Massey, we also get the issue with not asking for food. The rule is you ask if you're eating outside meal times. But you can eat as much fruit as you like without asking.

The problem with not asking is that you eat things that are set aside for a meal or something, or no-one knows it's been eaten so it doesn't get replaced in the shopping etc. or it's mine and I will kill you if you eat it

pinkprimroses · 19/10/2015 10:52

A good tip for tackling table manners is to ensure that your DSC with the poor manners sits directly opposite your DP. It's got to be a bit less easy not to notice when open mouthed chewing, or wiping mouth on a sleeve is happening directly in your line of vision.

I had great success with my own DCs at getting 'please' to become installed in them by just not giving them the thing they wanted if they didn't say please. They had to go and fetch it for themselves instead. But never really had the guts to do that with the DSC.

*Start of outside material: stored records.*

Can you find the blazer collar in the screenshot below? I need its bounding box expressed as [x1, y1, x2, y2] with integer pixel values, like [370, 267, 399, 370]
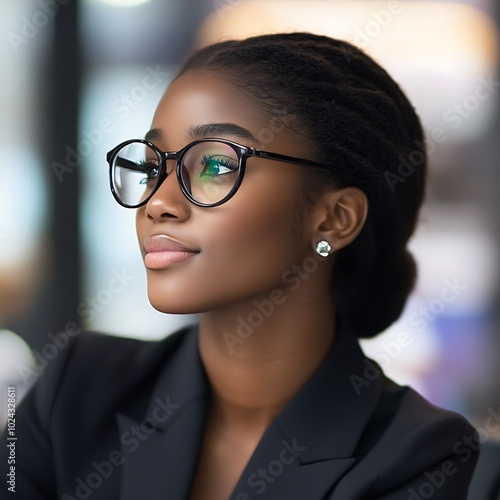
[117, 327, 383, 500]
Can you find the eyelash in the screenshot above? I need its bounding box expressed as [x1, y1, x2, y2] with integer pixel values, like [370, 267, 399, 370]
[201, 155, 238, 171]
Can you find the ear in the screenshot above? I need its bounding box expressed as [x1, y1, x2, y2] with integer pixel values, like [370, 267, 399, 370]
[312, 187, 368, 251]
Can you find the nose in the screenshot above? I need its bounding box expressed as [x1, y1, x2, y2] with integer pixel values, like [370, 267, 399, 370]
[146, 160, 192, 222]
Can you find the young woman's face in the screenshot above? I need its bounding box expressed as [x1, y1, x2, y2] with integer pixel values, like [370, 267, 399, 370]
[137, 72, 314, 313]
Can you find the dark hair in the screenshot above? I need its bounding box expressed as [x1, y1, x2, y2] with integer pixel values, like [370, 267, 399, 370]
[179, 33, 426, 337]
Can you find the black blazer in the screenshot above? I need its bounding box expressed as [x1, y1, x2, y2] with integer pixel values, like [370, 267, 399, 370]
[0, 327, 477, 500]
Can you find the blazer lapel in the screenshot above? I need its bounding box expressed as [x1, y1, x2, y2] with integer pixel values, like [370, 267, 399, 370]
[231, 329, 383, 500]
[117, 329, 207, 500]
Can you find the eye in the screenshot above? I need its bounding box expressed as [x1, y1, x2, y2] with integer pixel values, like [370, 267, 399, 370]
[200, 155, 238, 177]
[139, 161, 160, 184]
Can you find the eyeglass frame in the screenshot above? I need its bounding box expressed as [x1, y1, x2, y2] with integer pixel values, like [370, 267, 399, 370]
[106, 137, 332, 208]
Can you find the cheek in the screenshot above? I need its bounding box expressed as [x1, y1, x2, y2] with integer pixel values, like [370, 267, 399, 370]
[143, 166, 310, 313]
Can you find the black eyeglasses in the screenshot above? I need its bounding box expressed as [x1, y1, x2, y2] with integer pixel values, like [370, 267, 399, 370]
[107, 138, 332, 208]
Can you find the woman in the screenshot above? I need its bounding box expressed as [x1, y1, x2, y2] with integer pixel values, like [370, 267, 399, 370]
[0, 33, 477, 500]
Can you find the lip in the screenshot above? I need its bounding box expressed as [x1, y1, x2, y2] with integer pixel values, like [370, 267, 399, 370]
[143, 234, 200, 269]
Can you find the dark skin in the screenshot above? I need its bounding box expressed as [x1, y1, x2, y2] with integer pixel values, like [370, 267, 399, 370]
[137, 72, 368, 500]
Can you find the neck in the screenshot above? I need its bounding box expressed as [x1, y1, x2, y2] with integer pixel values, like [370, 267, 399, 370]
[200, 296, 335, 435]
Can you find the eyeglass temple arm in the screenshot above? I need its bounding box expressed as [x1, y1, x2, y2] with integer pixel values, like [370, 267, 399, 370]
[251, 148, 332, 170]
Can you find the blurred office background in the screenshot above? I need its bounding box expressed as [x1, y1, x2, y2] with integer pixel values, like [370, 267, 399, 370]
[0, 0, 500, 450]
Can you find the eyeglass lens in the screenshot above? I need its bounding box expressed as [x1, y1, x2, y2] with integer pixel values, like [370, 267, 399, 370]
[111, 141, 239, 206]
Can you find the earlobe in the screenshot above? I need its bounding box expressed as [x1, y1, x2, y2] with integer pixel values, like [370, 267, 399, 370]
[313, 187, 368, 250]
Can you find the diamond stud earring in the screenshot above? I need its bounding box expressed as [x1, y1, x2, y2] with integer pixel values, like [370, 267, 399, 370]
[316, 240, 332, 257]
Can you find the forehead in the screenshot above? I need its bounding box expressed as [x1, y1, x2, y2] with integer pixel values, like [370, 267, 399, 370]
[151, 72, 264, 140]
[151, 71, 309, 157]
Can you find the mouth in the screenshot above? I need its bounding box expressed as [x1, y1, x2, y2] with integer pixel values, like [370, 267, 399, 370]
[144, 234, 200, 269]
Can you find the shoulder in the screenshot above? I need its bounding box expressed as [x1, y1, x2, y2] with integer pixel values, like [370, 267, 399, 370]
[344, 379, 480, 499]
[33, 327, 195, 424]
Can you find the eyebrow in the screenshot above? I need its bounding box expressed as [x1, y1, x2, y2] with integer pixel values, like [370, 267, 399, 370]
[189, 123, 257, 143]
[144, 123, 258, 148]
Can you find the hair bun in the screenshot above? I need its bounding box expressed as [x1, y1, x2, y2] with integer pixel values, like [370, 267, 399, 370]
[337, 248, 417, 338]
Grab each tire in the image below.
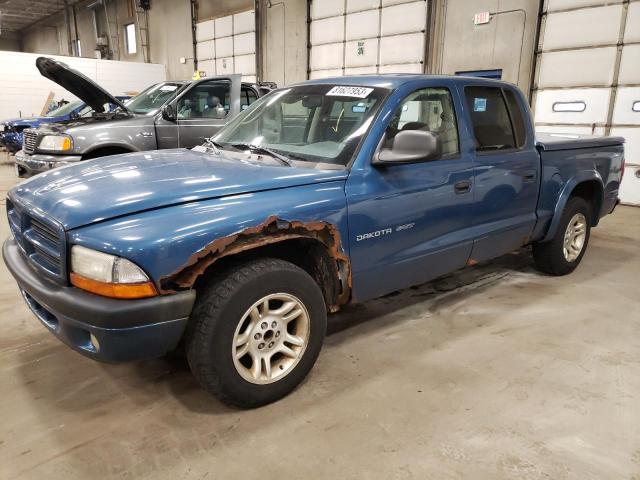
[185,258,327,408]
[533,197,591,276]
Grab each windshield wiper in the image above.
[204,137,222,155]
[231,143,293,167]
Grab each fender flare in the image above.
[82,142,139,157]
[541,170,604,242]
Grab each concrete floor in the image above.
[0,156,640,480]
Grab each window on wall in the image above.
[124,23,138,55]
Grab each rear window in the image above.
[464,87,516,152]
[504,89,527,148]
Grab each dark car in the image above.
[0,95,131,153]
[16,57,269,177]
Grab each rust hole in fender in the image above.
[160,215,351,312]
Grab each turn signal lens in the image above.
[38,135,72,152]
[70,272,158,299]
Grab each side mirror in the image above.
[373,130,442,165]
[162,104,177,122]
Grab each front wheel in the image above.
[533,197,591,275]
[186,259,327,408]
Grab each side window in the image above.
[178,81,230,120]
[464,87,522,152]
[240,87,258,110]
[387,88,459,156]
[504,89,527,148]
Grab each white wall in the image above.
[534,0,640,205]
[0,51,166,119]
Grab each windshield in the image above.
[213,85,388,165]
[44,100,84,117]
[125,82,183,114]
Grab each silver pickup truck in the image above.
[15,57,275,177]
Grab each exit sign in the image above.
[473,12,491,25]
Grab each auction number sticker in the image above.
[327,86,373,98]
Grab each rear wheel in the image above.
[533,197,591,275]
[186,259,326,407]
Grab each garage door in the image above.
[309,0,427,78]
[534,0,640,205]
[196,10,256,82]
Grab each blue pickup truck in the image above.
[3,75,624,407]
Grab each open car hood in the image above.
[36,57,127,113]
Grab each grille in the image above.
[7,199,66,281]
[22,129,38,153]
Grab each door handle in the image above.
[453,180,471,194]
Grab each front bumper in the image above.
[2,237,195,362]
[15,150,82,178]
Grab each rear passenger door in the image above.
[464,85,540,261]
[344,86,473,301]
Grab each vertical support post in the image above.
[64,0,73,56]
[191,0,198,71]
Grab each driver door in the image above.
[346,87,473,301]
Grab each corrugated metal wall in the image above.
[534,0,640,204]
[196,10,256,82]
[309,0,427,78]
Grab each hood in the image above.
[36,57,126,112]
[2,117,58,127]
[9,149,347,230]
[39,114,131,134]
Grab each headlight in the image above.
[70,245,158,298]
[38,135,73,152]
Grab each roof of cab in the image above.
[298,73,511,89]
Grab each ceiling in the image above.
[0,0,69,35]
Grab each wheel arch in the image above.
[160,217,351,312]
[82,143,137,160]
[542,171,604,242]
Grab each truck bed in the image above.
[536,133,624,152]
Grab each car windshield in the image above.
[213,84,388,165]
[125,82,183,115]
[44,100,84,117]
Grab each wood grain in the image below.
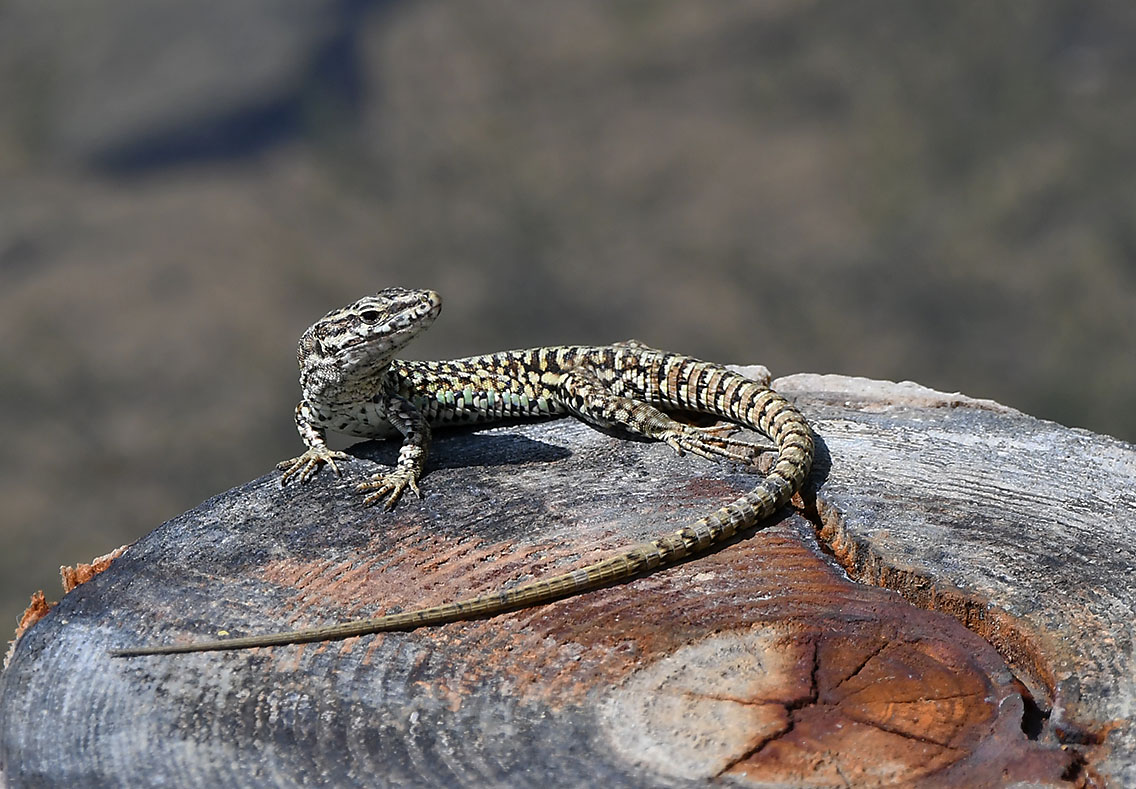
[0,376,1136,787]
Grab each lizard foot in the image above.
[276,446,351,486]
[356,469,423,510]
[660,426,777,465]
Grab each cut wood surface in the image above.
[0,375,1136,788]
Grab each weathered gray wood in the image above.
[0,376,1136,787]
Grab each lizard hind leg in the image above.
[559,368,767,465]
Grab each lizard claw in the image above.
[660,428,767,465]
[356,469,423,510]
[276,446,351,487]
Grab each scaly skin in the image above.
[111,288,813,657]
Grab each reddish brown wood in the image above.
[0,377,1136,787]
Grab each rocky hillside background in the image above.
[0,0,1136,627]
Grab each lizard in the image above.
[111,287,813,657]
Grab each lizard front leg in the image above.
[276,401,351,485]
[356,395,429,510]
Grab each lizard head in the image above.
[296,287,442,384]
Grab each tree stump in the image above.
[0,375,1136,789]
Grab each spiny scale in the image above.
[111,288,813,657]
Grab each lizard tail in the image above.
[110,372,813,657]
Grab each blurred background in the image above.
[0,0,1136,630]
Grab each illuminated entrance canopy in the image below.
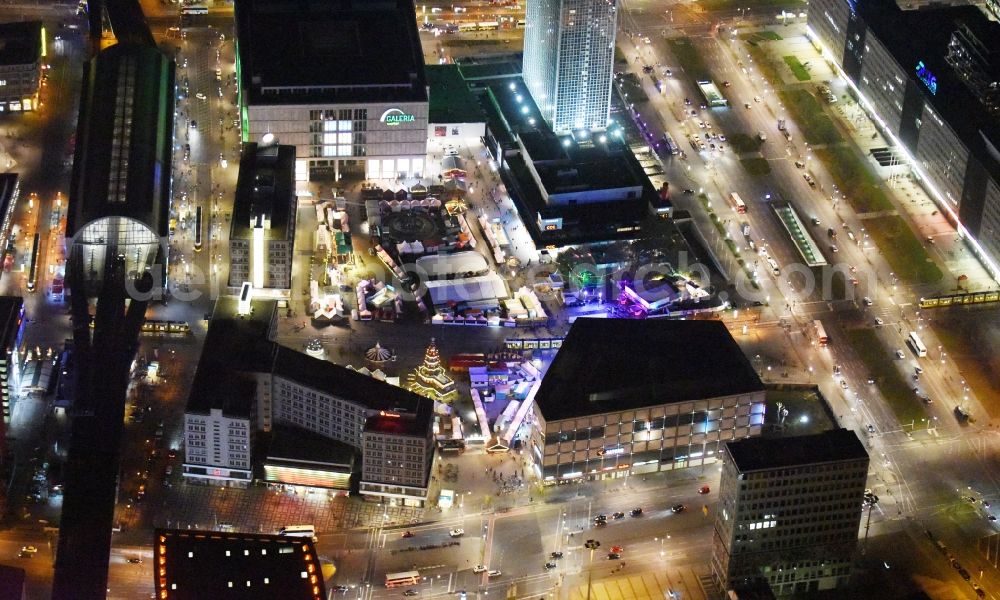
[378,108,417,127]
[917,60,937,95]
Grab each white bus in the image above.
[385,571,420,587]
[729,192,747,215]
[278,525,316,538]
[813,319,830,346]
[906,331,927,358]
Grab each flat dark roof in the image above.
[535,318,764,421]
[229,143,295,240]
[235,0,427,105]
[0,565,25,600]
[857,0,1000,179]
[521,131,645,194]
[426,65,486,124]
[0,173,18,221]
[459,59,522,81]
[0,296,24,350]
[185,297,278,417]
[274,346,434,436]
[66,43,174,238]
[0,21,42,65]
[726,429,868,473]
[153,529,326,600]
[264,424,358,467]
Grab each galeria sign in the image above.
[378,108,416,127]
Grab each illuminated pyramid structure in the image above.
[406,338,458,402]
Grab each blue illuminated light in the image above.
[917,61,937,95]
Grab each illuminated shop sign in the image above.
[917,61,937,94]
[378,108,417,127]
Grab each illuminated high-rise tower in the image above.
[523,0,618,133]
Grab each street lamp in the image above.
[583,540,601,600]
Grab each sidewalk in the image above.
[560,565,714,600]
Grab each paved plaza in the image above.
[118,483,423,533]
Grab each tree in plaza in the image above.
[406,338,458,402]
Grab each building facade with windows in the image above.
[229,138,296,296]
[66,43,175,296]
[182,297,277,488]
[360,408,434,506]
[808,0,1000,279]
[236,0,428,180]
[528,319,764,483]
[0,296,24,455]
[712,429,868,596]
[183,297,434,506]
[523,0,618,134]
[271,347,434,506]
[0,21,46,113]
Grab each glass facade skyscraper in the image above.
[523,0,618,133]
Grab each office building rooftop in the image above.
[153,529,326,600]
[726,429,868,473]
[274,346,434,435]
[0,21,42,65]
[535,318,764,421]
[229,140,295,240]
[427,65,486,123]
[235,0,427,105]
[856,0,1000,164]
[186,297,278,416]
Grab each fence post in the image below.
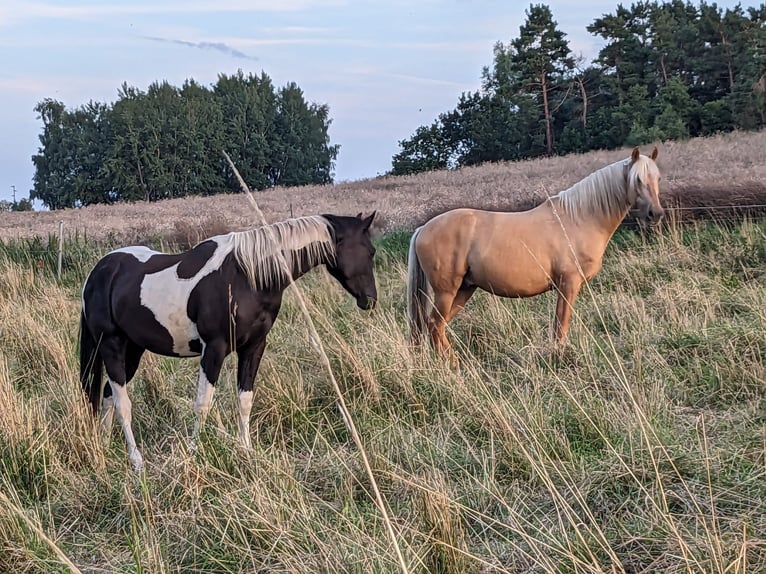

pinkprimroses · 19/10/2015 10:56

We have a similar rule with food between meals outtoget - fruit or plain toast only. It needs to be something reasonably healthy and not too appealing, otherwise they'll eat that rather than proper meals. Thanksfully my DH and I agreed the rules on food before I moved in and it's mostly worked. The two DC prone to raiding food were DSD1, who is now left home, and my DS who was always hilariously bad at hiding the evidence -he got sent out to the shops to buy replacement apple pies (after eating six [schock]) on one ocassion and hasn't repeated that stunt since Grin

OutToGetYou · 19/10/2015 11:04

When you don't have your own kids agreeing rules upfront seems to have less validity, and you seem to have less voice once in situ as well because you're not looking at 'consistency' issues, just imposing your own view.

I lived alone for many years so suddenly having things I had bought be gone when I came to use them was a big shock for me.